A thyroidectomy is the surgical removal of all (total thyroidectomy) or part (partial thyroidectomy) of your thyroid gland — the butterfly-shaped organ in your neck.
Thyroidectomy is the main surgical treatment for thyroid cancer and is a treatment option for certain thyroid conditions, including:
Thyroid nodules: A thyroid nodule is a growth (lump) of thyroid cells in your thyroid gland. Thyroid nodules are usually benign (noncancerous), but they can be malignant (cancerous). Sometimes, thyroid nodules can produce excess thyroid hormone, which causes certain symptoms.
Goiter: Goiter is an enlarged thyroid gland with or without thyroid nodules. If it grows large enough, it can put pressure on your trachea or food pipe (esophagus) and make it more difficult to breathe and swallow.
Hyperthyroidism: Hyperthyroidism (overactive thyroid) is a condition in which your thyroid creates and releases more hormones than you need. It has several causes, and surgery is one of the treatment options for the condition.
Papillary thyroid cancer
Follicular thyroid cancer
Medullary thyroid cancer (MTC)
Anaplastic thyroid cancer
Primary thyroid lymphoma (surgery is limited to obtaining a tissue biopsy).
Metastasis to the thyroid from cancer elsewhere in your body (most commonly renal cell cancer and lung cancer).
There are two main categories of thyroidectomies: Total and partial.

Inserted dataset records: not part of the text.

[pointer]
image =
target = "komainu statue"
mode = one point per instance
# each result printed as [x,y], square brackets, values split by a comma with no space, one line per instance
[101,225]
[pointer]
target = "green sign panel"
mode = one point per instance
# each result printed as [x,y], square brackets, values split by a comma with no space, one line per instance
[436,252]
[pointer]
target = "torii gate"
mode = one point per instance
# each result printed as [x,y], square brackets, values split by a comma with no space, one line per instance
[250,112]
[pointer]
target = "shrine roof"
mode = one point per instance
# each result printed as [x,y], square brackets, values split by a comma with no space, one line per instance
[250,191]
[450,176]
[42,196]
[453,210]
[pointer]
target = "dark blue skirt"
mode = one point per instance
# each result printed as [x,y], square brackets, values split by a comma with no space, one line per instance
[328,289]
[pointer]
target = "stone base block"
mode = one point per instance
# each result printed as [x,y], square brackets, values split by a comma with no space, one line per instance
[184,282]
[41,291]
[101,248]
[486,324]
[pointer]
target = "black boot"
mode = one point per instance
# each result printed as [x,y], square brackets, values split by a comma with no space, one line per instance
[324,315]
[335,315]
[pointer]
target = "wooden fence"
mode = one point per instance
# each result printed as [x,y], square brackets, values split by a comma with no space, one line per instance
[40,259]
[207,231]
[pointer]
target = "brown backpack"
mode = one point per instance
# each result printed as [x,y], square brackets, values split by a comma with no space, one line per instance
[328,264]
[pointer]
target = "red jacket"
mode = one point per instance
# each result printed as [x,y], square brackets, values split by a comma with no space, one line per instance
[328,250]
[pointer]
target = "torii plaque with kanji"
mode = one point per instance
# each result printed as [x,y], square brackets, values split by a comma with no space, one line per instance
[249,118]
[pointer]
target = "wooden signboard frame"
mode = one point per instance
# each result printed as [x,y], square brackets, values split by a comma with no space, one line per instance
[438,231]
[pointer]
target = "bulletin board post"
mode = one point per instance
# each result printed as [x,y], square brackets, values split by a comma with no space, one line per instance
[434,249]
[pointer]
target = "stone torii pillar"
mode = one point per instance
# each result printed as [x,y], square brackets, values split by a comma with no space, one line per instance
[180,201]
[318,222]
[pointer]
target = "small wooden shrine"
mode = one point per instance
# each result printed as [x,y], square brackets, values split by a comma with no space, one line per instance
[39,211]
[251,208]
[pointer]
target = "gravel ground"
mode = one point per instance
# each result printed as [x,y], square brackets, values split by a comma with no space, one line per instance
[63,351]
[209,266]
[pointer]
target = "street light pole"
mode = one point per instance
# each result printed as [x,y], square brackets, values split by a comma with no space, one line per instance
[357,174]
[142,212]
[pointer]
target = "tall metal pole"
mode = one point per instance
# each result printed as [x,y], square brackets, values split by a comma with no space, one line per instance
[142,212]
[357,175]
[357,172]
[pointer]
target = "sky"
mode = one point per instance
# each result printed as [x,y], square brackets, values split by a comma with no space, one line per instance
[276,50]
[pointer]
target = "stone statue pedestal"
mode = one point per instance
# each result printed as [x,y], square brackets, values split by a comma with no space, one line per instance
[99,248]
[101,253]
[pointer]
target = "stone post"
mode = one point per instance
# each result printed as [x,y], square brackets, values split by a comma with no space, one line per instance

1) Total or near-total thyroidectomy :
A total or near-total thyroidectomy is the surgical removal of all or most of your thyroid tissue. The type of thyroidectomy you need depends on the reason for the surgery. For example, if you have a nodule on one side of your thyroid, you may need a hemithyroidectomy to remove the affected lobe. If you have a large goiter or a large cancerous tumor, you’ll likely need a total thyroidectomy.
2) Partial thyroidectomy :
Hemi-thyroidectomy or thyroid lobectomy: The surgeon removes one lobe (one half) of your thyroid.
Isthmusectomy: The surgeon removes the thyroid tissue between the two lobes (thyroid isthmus). Surgeons perform this surgery specifically for small tumors that are located in the isthmus.
Open thyroid biopsy: In this operation, the surgeon removes a thyroid nodule directly. Surgeons rarely perform this surgery.
Your healthcare provider may recommend thyroidectomy for any of the following reasons:
You have a nodule (growth) on your thyroid that might be thyroid cancer
You have a diagnosis of thyroid cancer
You have a large nodule or goiter that’s compressing your trachea or esophagus and making it difficult to breathe or swallow
You have a nodule or goiter that’s releasing excess thyroid hormone, resulting in hyperthyroidism, and it’s not responding to other treatment options.
Before your surgery, an anesthesiologist will give you general anesthesia to relax your muscles, prevent pain and make you fall asleep. Your healthcare team will also place a breathing tube down your throat for the procedure.
During a thyroidectomy, there are a few ways your surgeon can access your thyroid, including:
Through a standard incision in your neck.
Through a smaller incision with the help of a video camera (minimally invasive video-assisted thyroidectomy).
With the assistance of a robot through a distant incision in either the axilla (the space below your shoulder through which vessels and nerves enter and leave your upper arm) or the back of your neck
Depending on your situation, your surgeon will remove:
Part of your thyroid (lobectomy).
Most of your thyroid (near-total thyroidectomy).
All of your thyroid (total thyroidectomy).
During surgery for a thyroid cancer diagnosis, your surgeon may sample lymph nodes around your thyroid gland. If found, a pathologist will check the lymph node sample during surgery for evidence of thyroid cancer. If they find cancerous cells, your surgeon may also remove nearby lymph nodes in your neck.
Once your surgeon is done, they’ll close the incision with stitches (sutures).
Surgery to remove your whole thyroid may take up to four hours. It may take less time if your surgeon removes only part of your thyroid.
Once you have recovered from anesthesia and are fully awake, you’ll likely be able to have something light to eat and drink.
Your throat may be sore due to the breathing tube your healthcare team placed during the surgery. You may also have a small tube (catheter) in your incision to help drain blood and other fluids that build up. Your surgeon will remove the drain one or two days after the surgery.